Groendyke Chris, Welch David, Hunter David R
Department of Statistics, Pennsylvania State University, University Park, Pennsylvania 16802, USA.
Biometrics. 2012 Sep;68(3):755-65. doi: 10.1111/j.1541-0420.2012.01748.x. Epub 2012 Feb 24.
In this article, we demonstrate a statistical method for fitting the parameters of a sophisticated network and epidemic model to disease data.
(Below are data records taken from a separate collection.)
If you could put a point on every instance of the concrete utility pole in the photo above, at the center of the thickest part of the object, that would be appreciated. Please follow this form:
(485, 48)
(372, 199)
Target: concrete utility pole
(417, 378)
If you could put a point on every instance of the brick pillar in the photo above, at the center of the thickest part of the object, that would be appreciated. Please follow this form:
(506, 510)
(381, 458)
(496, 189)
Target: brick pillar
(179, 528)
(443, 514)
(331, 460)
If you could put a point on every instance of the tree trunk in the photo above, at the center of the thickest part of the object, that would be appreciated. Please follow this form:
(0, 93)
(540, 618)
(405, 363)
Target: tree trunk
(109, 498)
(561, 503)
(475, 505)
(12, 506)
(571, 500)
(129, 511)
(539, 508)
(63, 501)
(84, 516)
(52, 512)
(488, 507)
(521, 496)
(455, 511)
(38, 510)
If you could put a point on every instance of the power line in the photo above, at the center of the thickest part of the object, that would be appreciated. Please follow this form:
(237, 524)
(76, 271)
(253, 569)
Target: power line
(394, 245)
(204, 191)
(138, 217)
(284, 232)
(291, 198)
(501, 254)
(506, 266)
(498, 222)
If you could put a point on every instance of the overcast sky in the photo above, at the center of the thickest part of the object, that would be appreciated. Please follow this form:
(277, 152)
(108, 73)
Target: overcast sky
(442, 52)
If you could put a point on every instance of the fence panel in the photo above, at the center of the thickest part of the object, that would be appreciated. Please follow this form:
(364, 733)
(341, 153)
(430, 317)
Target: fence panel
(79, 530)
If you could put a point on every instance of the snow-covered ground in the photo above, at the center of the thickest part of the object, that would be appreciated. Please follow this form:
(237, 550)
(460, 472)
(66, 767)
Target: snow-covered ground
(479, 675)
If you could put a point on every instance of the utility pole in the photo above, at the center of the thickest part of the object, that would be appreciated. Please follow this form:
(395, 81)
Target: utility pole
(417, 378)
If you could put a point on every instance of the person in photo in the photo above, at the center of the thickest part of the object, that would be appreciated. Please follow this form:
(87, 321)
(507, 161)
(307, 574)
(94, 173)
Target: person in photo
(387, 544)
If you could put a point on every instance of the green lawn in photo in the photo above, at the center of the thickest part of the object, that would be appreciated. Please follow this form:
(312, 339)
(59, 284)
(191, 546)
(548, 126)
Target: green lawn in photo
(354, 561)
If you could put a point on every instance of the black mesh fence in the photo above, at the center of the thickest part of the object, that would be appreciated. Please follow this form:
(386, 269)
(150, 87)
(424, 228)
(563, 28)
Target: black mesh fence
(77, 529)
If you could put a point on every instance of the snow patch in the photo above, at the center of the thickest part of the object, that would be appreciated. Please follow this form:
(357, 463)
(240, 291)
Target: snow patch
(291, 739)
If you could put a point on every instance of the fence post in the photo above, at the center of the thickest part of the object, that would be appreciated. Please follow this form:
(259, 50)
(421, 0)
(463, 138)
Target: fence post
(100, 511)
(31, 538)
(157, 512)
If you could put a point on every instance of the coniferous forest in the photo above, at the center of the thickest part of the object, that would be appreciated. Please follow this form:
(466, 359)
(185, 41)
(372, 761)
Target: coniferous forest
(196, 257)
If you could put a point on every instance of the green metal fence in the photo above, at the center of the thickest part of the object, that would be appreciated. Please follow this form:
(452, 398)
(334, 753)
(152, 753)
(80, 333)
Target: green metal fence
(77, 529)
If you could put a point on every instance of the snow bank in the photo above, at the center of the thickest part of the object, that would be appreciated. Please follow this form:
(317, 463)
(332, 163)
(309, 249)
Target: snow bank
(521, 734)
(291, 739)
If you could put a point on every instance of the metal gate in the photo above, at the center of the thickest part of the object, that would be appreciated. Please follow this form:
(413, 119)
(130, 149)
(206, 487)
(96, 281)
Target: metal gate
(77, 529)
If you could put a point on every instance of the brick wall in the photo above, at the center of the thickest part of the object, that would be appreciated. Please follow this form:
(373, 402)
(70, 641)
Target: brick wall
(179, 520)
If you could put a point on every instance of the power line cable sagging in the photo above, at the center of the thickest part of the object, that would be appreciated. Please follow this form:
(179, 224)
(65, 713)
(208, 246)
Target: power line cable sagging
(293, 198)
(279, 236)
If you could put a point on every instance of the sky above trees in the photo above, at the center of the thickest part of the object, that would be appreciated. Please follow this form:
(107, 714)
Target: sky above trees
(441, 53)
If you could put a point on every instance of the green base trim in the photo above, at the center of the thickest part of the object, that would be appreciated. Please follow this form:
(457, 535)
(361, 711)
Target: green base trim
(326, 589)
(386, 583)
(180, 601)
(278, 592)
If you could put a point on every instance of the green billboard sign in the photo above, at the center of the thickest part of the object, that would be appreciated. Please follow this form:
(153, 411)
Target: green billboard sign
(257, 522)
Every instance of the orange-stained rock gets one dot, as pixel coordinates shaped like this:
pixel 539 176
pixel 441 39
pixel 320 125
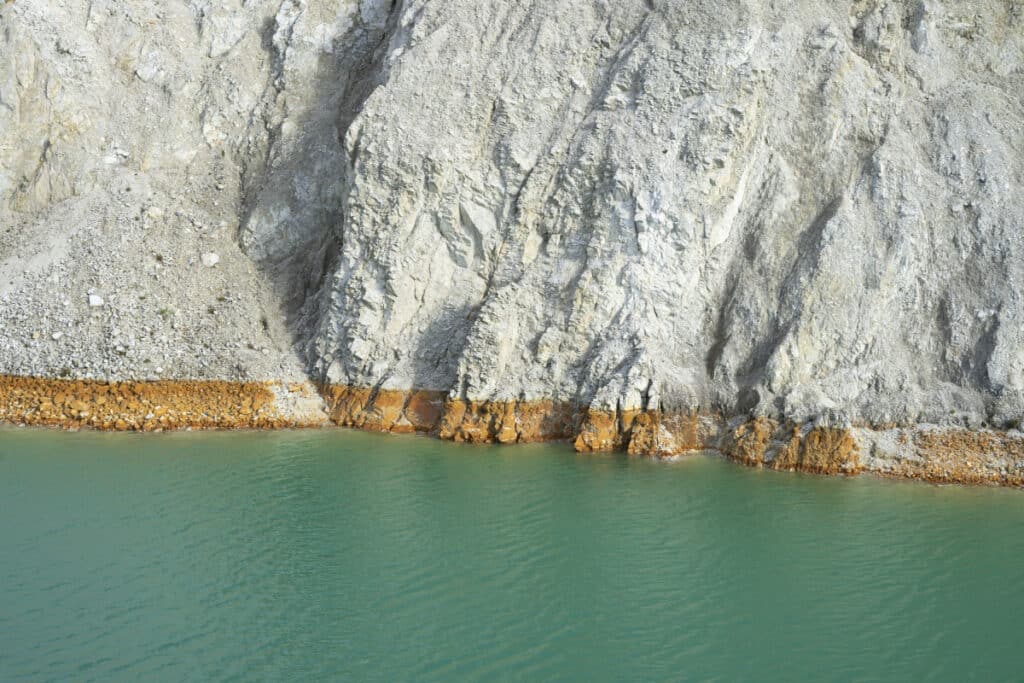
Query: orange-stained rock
pixel 750 440
pixel 140 406
pixel 598 432
pixel 506 422
pixel 822 451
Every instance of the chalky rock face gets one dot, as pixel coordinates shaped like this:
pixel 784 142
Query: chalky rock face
pixel 701 206
pixel 786 230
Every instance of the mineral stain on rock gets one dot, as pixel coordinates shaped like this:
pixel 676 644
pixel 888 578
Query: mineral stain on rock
pixel 784 232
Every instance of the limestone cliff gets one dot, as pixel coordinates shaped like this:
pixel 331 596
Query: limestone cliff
pixel 808 213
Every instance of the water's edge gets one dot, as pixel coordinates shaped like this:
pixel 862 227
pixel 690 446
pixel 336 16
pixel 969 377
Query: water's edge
pixel 930 453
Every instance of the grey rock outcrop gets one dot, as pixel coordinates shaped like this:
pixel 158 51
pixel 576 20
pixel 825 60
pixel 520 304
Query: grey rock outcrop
pixel 790 210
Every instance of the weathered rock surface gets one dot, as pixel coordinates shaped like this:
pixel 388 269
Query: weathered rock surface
pixel 619 222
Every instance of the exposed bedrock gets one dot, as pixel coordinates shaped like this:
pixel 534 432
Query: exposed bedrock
pixel 780 230
pixel 699 207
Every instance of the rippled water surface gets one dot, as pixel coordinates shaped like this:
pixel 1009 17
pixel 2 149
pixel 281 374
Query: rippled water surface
pixel 344 556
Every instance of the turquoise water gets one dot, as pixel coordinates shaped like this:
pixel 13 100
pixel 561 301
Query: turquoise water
pixel 355 557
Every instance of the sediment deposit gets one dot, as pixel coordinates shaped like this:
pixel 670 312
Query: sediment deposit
pixel 790 232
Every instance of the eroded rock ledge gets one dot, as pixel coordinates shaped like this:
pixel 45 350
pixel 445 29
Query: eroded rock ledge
pixel 930 453
pixel 936 454
pixel 158 406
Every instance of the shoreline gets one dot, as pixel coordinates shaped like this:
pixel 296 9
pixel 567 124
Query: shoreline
pixel 929 453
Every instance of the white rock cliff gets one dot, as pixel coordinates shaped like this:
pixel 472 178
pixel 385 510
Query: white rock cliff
pixel 806 210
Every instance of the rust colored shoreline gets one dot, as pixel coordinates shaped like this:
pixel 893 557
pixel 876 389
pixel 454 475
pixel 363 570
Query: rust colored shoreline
pixel 940 455
pixel 151 406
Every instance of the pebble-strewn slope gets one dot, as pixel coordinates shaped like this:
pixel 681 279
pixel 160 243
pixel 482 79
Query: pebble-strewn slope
pixel 802 212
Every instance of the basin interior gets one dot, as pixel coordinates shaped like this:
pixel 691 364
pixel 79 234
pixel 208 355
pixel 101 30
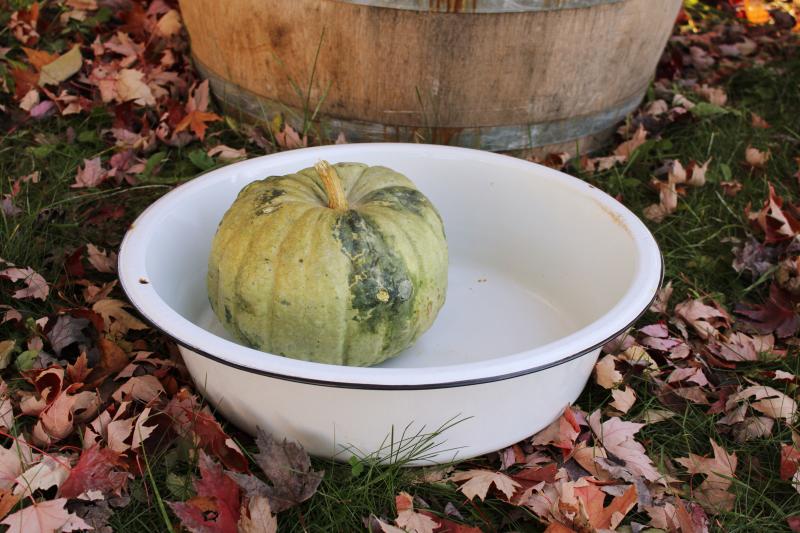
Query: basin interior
pixel 533 258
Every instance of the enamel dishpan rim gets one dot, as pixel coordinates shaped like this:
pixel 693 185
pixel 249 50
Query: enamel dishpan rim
pixel 640 294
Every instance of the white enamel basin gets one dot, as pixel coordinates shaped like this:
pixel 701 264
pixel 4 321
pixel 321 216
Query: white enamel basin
pixel 544 269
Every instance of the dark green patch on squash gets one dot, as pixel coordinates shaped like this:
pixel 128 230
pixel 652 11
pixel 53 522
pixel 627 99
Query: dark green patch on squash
pixel 399 198
pixel 381 288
The pattern of contacts between hosts is described by a class of dyadic independence exponential-family random graph models (ERGMs), whereas the transmission process that runs over the network is modeled as a stochastic susceptible-exposed-infectious-removed (SEIR) epidemic. We fit these models to very detailed data from the 1861 measles outbreak in Hagelloch, Germany. The network models include parameters for all recorded host covariates including age, sex, household, and classroom membership and household location whereas the SEIR epidemic model has exponentially distributed transmission times with gamma-distributed latent and infective periods. This approach allows us to make meaningful statements about the structure of the population-separate from the transmission process-as well as to provide estimates of various biological quantities of interest, such as the effective reproductive number, R. Using reversible jump Markov chain Monte Carlo, we produce samples from the joint posterior distribution of all the parameters of this model-the network, transmission tree, network parameters, and SEIR parameters-and perform Bayesian model selection to find the best-fitting network model. We compare our results with those of previous analyses and show that the ERGM network model better fits the data than a Bernoulli network model previously used. We also provide a software package, written in R, that performs this type of analysis.
在本文中,我们展示了一种统计方法,用于将复杂的网络和流行病模型的参数拟合到疾病数据。宿主之间的接触模式由一类二元独立指数族随机图模型(ERGM)描述,而在网络上运行的传播过程则被建模为一个随机的易感-暴露-感染-康复(SEIR)流行病模型。我们将这些模型拟合到来自德国哈格洛赫1861年麻疹疫情的非常详细的数据。网络模型包括所有记录的宿主协变量的参数,包括年龄、性别、家庭、班级成员身份和家庭位置,而SEIR流行病模型具有指数分布的传播时间,潜伏期和感染期服从伽马分布。这种方法使我们能够对人群结构(与传播过程分开)做出有意义的陈述,并提供对各种感兴趣的生物学量的估计,例如有效繁殖数R。使用可逆跳跃马尔可夫链蒙特卡罗方法,我们从该模型所有参数(网络、传播树、网络参数和SEIR参数)的联合后验分布中生成样本,并进行贝叶斯模型选择以找到最佳拟合的网络模型。我们将我们的结果与先前分析的结果进行比较,表明ERGM网络模型比先前使用的伯努利网络模型更能拟合数据。我们还提供了一个用R编写的软件包,用于执行此类分析。